22 Why educational research needs a complex system revolution that embraces individual differences, heterogeneity, and uncertainty
Keywords: learning analytics, complex systems, individual differences
1 Introduction
Learning analytics (LA) has emerged to harness the opportunities created by the abundance of data and advanced machine learning methods to improve learning and teaching and offer the much-needed personalized support. The premise was that the availability of massive amounts of data would enable novel insights, improve inferences, and deliver real-life impact [1]. A wide array of learning analytics applications has been developed over the years to realize such aspirations. One of the initial applications of learning analytics focused on predictive modeling: that is, collecting data of online activities, such as clicks, access to educational resources, or forum discussions to create a predictive model that would early flag underachievers. The early identification of an underachieving student in a course paves the way for proactive intervention [2]. Several studies have reported the successful identification of underachievers in individual courses or limited samples. Yet, transferring such models across programs or courses has been a consistent disappointment. All the more so, very few have reported a successful proactive intervention [2].
A recent massive study with data from 250,000 students tried to examine the effectiveness of a large-scale, evidence-based intervention, and reported small benefits. The researchers concluded that interventions are likely more effective when implemented for the right person, at the right moment in time. In fact, such a conclusion is far from new, Gordon Paul's stated in 1967 that the important question is “What treatment, by whom, is most effective for this individual with that specific problem, and under which set of circumstances?”[3]. This requires predictions at a dynamic (i.e., time-varying) and individual level [4]. Another recent large-scale study showed that a low proportion of variance in students’ performance was explained by the behavior-based indicators [5], and thus, students should best be identified on internal conditions (e.g., knowledge, self-regulation, and motivation). Recent reviews of intervention using LA methods further emphasize the difficulty of these promises [6]. As Du et al. [7] stated that “every course has different course requirements, it is impossible to identify generalisable thresholds of individual behaviors across courses” (p. 510). This holds even when courses are similar, homogenous, and use the same teaching [8].

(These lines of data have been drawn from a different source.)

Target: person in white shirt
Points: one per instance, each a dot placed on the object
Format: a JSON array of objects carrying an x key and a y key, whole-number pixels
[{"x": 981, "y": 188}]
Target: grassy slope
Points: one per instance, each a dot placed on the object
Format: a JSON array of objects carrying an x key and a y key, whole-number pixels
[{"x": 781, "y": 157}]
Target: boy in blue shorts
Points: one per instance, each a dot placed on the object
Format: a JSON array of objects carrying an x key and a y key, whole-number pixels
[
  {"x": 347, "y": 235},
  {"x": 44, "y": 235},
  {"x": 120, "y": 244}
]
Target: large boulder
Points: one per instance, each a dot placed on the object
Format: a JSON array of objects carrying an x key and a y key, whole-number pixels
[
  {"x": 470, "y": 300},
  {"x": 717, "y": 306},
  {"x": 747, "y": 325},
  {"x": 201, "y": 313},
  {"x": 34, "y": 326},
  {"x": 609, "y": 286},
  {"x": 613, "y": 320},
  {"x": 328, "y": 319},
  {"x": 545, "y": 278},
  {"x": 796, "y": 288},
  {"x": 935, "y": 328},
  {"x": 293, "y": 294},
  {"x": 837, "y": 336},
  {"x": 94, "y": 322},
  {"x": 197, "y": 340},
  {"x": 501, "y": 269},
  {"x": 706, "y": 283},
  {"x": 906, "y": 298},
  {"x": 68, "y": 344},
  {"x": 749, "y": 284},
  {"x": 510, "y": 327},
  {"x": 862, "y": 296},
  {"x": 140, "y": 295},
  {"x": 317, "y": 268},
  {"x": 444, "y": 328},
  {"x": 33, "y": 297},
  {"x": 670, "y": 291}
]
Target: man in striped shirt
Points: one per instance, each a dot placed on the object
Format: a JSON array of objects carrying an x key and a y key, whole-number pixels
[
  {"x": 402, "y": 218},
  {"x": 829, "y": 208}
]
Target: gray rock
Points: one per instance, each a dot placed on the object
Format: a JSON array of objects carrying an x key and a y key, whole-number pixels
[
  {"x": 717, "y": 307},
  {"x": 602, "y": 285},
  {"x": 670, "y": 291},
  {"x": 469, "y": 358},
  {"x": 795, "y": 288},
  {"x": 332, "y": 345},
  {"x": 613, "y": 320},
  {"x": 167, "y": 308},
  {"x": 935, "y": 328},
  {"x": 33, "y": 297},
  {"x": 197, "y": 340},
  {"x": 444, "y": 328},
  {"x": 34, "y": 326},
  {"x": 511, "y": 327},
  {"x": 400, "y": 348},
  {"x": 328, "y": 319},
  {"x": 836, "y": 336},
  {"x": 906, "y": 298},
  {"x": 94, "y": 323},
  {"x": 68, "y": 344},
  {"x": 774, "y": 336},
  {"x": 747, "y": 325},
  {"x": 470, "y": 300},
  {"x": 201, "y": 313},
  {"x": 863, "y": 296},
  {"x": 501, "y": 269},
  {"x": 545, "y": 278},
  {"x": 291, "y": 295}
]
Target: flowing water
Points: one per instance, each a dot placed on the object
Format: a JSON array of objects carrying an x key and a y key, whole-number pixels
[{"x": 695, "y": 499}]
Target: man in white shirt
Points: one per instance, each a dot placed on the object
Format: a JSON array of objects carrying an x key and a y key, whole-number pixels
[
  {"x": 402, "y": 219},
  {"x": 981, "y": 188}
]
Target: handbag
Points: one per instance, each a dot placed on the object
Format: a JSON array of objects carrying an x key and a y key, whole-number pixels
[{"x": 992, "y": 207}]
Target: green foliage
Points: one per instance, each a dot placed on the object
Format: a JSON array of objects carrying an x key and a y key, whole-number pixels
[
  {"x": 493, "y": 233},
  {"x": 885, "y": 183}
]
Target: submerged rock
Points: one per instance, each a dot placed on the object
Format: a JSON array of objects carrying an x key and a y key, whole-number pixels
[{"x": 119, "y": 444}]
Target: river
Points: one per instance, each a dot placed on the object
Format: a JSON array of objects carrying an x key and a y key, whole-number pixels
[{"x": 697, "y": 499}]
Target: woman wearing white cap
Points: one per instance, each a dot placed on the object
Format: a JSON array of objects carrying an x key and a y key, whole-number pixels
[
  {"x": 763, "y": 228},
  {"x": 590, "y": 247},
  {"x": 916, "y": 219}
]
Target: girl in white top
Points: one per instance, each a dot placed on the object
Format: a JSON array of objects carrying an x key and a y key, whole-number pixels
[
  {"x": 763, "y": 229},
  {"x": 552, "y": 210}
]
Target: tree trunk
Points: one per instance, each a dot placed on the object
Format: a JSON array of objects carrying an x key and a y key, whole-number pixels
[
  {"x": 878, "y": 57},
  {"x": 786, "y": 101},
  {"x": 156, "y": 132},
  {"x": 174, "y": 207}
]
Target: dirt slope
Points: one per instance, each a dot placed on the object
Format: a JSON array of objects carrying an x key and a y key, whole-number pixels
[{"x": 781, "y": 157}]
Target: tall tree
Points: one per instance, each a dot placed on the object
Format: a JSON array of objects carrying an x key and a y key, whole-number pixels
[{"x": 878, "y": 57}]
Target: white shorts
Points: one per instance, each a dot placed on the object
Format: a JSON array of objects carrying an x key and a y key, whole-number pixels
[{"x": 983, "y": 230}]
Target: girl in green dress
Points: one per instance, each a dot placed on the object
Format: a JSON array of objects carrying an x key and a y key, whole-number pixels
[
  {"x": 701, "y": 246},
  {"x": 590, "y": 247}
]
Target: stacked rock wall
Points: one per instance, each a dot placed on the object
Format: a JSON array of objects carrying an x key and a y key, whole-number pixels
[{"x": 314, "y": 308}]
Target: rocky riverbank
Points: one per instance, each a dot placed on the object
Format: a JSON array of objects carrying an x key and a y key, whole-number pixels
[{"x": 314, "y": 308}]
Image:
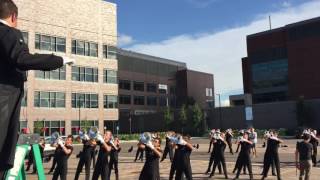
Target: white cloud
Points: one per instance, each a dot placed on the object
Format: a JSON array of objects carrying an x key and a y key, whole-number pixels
[
  {"x": 220, "y": 53},
  {"x": 201, "y": 3},
  {"x": 124, "y": 40},
  {"x": 286, "y": 4}
]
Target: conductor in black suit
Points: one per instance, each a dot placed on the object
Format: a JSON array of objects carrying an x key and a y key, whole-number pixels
[{"x": 15, "y": 60}]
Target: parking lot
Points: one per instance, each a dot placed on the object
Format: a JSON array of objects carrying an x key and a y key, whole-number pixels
[{"x": 130, "y": 170}]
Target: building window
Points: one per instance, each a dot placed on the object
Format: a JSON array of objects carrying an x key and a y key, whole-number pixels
[
  {"x": 124, "y": 99},
  {"x": 84, "y": 74},
  {"x": 80, "y": 100},
  {"x": 138, "y": 86},
  {"x": 124, "y": 84},
  {"x": 24, "y": 99},
  {"x": 163, "y": 101},
  {"x": 23, "y": 127},
  {"x": 110, "y": 102},
  {"x": 152, "y": 101},
  {"x": 84, "y": 48},
  {"x": 110, "y": 76},
  {"x": 109, "y": 52},
  {"x": 50, "y": 43},
  {"x": 25, "y": 36},
  {"x": 49, "y": 99},
  {"x": 138, "y": 100},
  {"x": 46, "y": 128},
  {"x": 58, "y": 74},
  {"x": 209, "y": 92},
  {"x": 270, "y": 74},
  {"x": 173, "y": 90},
  {"x": 76, "y": 125},
  {"x": 151, "y": 87},
  {"x": 173, "y": 101},
  {"x": 163, "y": 88}
]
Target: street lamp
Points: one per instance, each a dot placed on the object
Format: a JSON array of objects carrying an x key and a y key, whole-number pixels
[
  {"x": 80, "y": 111},
  {"x": 130, "y": 124},
  {"x": 220, "y": 110}
]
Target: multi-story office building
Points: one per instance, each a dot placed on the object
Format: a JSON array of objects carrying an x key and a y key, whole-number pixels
[
  {"x": 149, "y": 84},
  {"x": 81, "y": 95},
  {"x": 283, "y": 64}
]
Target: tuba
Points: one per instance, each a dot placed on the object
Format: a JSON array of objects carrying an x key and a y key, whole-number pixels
[{"x": 82, "y": 133}]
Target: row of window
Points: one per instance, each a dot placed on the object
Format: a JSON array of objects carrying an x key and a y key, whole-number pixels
[
  {"x": 84, "y": 74},
  {"x": 140, "y": 86},
  {"x": 48, "y": 127},
  {"x": 79, "y": 47},
  {"x": 79, "y": 100},
  {"x": 149, "y": 100},
  {"x": 91, "y": 101}
]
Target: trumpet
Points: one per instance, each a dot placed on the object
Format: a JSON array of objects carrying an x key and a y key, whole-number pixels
[
  {"x": 145, "y": 138},
  {"x": 111, "y": 142},
  {"x": 55, "y": 138},
  {"x": 83, "y": 134},
  {"x": 93, "y": 133}
]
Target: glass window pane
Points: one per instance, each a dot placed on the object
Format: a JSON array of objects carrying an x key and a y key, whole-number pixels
[
  {"x": 80, "y": 47},
  {"x": 74, "y": 46},
  {"x": 37, "y": 41},
  {"x": 75, "y": 73}
]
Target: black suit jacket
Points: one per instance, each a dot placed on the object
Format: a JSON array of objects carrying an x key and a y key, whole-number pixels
[{"x": 15, "y": 60}]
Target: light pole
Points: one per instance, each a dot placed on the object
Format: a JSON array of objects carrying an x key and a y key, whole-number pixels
[
  {"x": 80, "y": 111},
  {"x": 130, "y": 124},
  {"x": 220, "y": 110}
]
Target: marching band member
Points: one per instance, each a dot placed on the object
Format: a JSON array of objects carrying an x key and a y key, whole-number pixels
[
  {"x": 244, "y": 155},
  {"x": 102, "y": 165},
  {"x": 315, "y": 142},
  {"x": 85, "y": 155},
  {"x": 168, "y": 148},
  {"x": 150, "y": 169},
  {"x": 139, "y": 152},
  {"x": 219, "y": 147},
  {"x": 115, "y": 150},
  {"x": 215, "y": 136},
  {"x": 229, "y": 136},
  {"x": 272, "y": 156},
  {"x": 64, "y": 150},
  {"x": 184, "y": 166}
]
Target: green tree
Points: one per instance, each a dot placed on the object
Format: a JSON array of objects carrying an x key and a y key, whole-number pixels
[
  {"x": 168, "y": 118},
  {"x": 183, "y": 117},
  {"x": 197, "y": 116}
]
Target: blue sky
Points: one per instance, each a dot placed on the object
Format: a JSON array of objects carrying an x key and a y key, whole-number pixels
[{"x": 209, "y": 35}]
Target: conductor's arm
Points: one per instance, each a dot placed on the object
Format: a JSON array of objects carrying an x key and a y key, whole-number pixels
[{"x": 18, "y": 54}]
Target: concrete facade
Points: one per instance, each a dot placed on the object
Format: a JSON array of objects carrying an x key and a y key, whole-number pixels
[{"x": 88, "y": 20}]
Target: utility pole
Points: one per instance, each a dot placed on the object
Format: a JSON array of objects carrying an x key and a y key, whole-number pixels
[
  {"x": 220, "y": 111},
  {"x": 270, "y": 22}
]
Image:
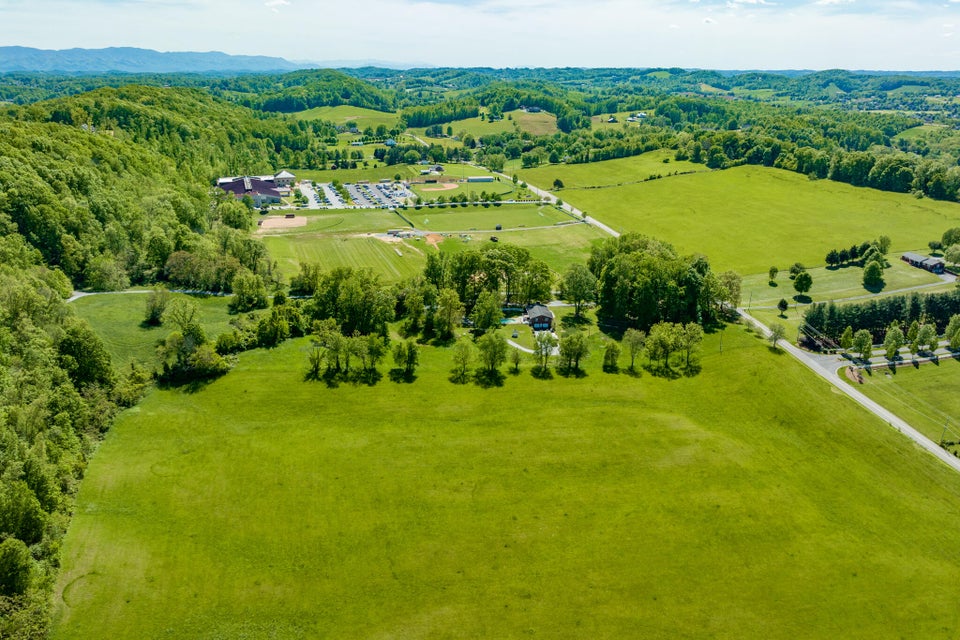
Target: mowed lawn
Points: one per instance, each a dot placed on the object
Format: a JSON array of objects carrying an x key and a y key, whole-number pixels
[
  {"x": 392, "y": 260},
  {"x": 924, "y": 396},
  {"x": 471, "y": 218},
  {"x": 607, "y": 172},
  {"x": 610, "y": 506},
  {"x": 559, "y": 246},
  {"x": 834, "y": 283},
  {"x": 118, "y": 319},
  {"x": 748, "y": 218},
  {"x": 343, "y": 114}
]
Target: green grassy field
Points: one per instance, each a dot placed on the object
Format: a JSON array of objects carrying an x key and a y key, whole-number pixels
[
  {"x": 606, "y": 173},
  {"x": 558, "y": 246},
  {"x": 393, "y": 261},
  {"x": 834, "y": 284},
  {"x": 610, "y": 506},
  {"x": 926, "y": 397},
  {"x": 471, "y": 218},
  {"x": 117, "y": 318},
  {"x": 341, "y": 221},
  {"x": 343, "y": 114},
  {"x": 506, "y": 189},
  {"x": 748, "y": 218}
]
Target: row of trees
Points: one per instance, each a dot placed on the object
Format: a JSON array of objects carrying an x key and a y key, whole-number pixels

The lackluster of predictive LA has led to a wide range of research threads aiming to tap into other methods that help explain and optimize students’ learning. Such methods have been used to analyze the relational temporal patterns of students’ learning processes. For instance, building on the importance of time, Process Mining (PM) and Sequence Analysis (SM) have gained wide popularity in the analysis of online learning activities to explain the time-ordered patterns of learning activities and to capture patterns of learning strategies [9]. Social network analysis (SNA) has also gained renewed interest and wider application in collaborative learning settings to understand students’ roles and interaction patterns and to find SNA measures that help predict performance [10, 11]. Nevertheless, most of such methods —which we covered with examples in the book— require an overarching framework or a theoretical underpinning to better ground the analysis. In this chapter, we discuss the importance and potential of complex systems in understanding learning, learners, and the educational milieu at large.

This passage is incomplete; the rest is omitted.